I was astounded to find an Op-Ed by Paul Wolfowitz in today’s New York Times. The content of the piece is unremarkable – he suggests that we should use South Korea as a model for our future involvement in Iraq – but his mere presence in the newspaper is what I found shocking. Wolfowitz served as Deputy Secretary of Defense from 2001 to 2005. In that capacity, he was the prime architect of our disastrous incursion into Iraq and the shameful (and fictional) public relations scam that sold the American people on the necessity of that undertaking.

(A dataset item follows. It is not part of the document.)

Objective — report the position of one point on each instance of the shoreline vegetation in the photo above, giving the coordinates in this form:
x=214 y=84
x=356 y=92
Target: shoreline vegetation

The ineptitude of Wolfowitz and his co-conspirators in failing to plan for the post-war occupation of Iraq, detailed by Thomas Ricks in Fiasco and George Packer in The Assassins’ Gate, was grossly negligent and led to the death and injury of thousands of brave American soldiers whose sacrifice salvaged the Bush-Rumsfeld-Wolfowitz mess in Iraq into the somewhat stable situation that exists today (stable for how long is another story). While Iraq may give the appearance of stability, the progeny of Wolfowitz’s destructive policies persist: if we had kept our focus on Afghanistan – the place where the terrorists who attacked us had come from – instead of shifting the bulk of our resources to the ill-fated occupation of Iraq, we might not be stuck in the quagmire that Afghanistan is today.
It probably should come as no surprise that the New York Times is assisting Wolfowitz’s rehabilitation. The Times, after all, completely abdicated its journalistic responsibility back then and became a willing participant in the Team Bush propaganda machine that so shamefully deceived the American public. All of this is an episode that Wolfowitz, the Times and countless others (especially the spineless Democrats in Congress who knew voting for war was a mistake but who couldn’t summon the courage to go against public opinion polls) would like us to forget. Please don’t.
NOTE: I’ve purposefully omitted a link to the Wolfowitz piece because I don’t want to reward him or the Times with a link. It’s easy enough to find if you want to read it.